Non siamo espertissimi di cose economiche, ma una no-tax area – che con la scusa del terremoto potrebbe, tanto per cominciare da qualche parte e per un buon motivo, investire prima l'Abruzzo e poi essere estesa a tutto l'ex-regno delle due Sicilie – potrebbe essere una equa e realistica forma di risarcimento, abbastanza indolore (si fa per dire), per tutto ciò che noi meridionali abbiamo dato a questa Italia.

Per ottenere ciò, siamo realisti, serve fare i conti con la classe dirigente meridionale attuale. Se non con tutta almeno con una parte, con quella più disposta (quale che ne sia il movente poco importa) ad aprire gli occhi, sul nostro passato e sul nostro futuro.

In fondo ne abbiamo già degli esempi: politicamente parlando Lombardo non è nato ieri, la Poli-Bortone, che pare stia incamminandosi sulla buona strada, neanche.

L'arcipelago dei movimenti sudisti potrebbe fornire quella cultura identitaria che a tanti politici nostrani (=meridionali) manca completamente.



__________



(1) Nostri si intende riferito al “sudismo” non alla persona che scrive, tanto per essere chiari.

(2) Mazzini e Cavour erano massoni ma i loro obiettrici erano leggermente divergenti! A Napoli per esempio Lemmi riuscì a farsi assegnare l'appalto delle ferrovie meridionali, se vi pare cosa di poco conto! Non si trattava certo di un cavourrista

(3) Il termine briganti è esemplificativo, ce lo ha consegnato la storia, lo usiamo solamente per farci capire.

(4) La storia del trattamento riservato alla opposizione al nuovo regime, il sequestro di CENTINAIA di giornali sgraditi al potere, il ricorso continuo a leggi liberticide (non parliamo solo della Legge Pica ma anche della legge dei sospetti del 1866) è ancora tutta da scrivere. Mentre al nord si verificarono solo sporadici casi a fronte di garanzie statutarie effettive nelle regioni meridionali con la resistenza armata si creò una frattura col resto del paese anche sul piano giuridico. Se ripercorriamo i decenni che ci separano dal 17 marzo 1861 ci troviamo davanti a continui episodi di scontro fra stato e popolazione, durante i quali il braccio violento della legge ha fatto sentire tutto il suo peso.

(5) Leggetevi Nord e Sud di Francesco Saverio Nitti, fece i conti appena quarantanni dopo la proclamazione del regno d'Italia.

(6) Per la precisione in luglio qualcosa si è mosso, alcuni gruppi (L’ALTRO SUD, COMITATI DELLE DUE SICILIE, PARTITO DEL SUD, PER IL SUD, ANTICA TERRA DI LAVORO,ASSOCIAZIONE NAZIONALE POPOLARE RIFORMISTA. ) da settembre promettono iniziative comuni.

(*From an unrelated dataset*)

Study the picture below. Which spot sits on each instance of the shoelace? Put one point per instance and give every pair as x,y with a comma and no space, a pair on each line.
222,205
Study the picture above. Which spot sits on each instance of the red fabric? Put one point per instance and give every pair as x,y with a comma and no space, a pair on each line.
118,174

Siamo però ancora abbastanza sparpagliati, basti pensare all'ipotesi del parlamento del sud avanzata dai neoborbonici, ipotesi che non disprezziamo ma che non capiamo, visto che fino ad ieri affermavano che prima andava educato il popolo e che non era ancora l'ora della politica!

(7) E' veramente impressionante per la sua preveggenza l'analisi di Renato Di Giacomo della Costituzione e del congegno rappresentativo che già nei numeri impedivano – secondo lui, ma la logica sta dalla sua parte – al Meridione di aver una voce autorevole.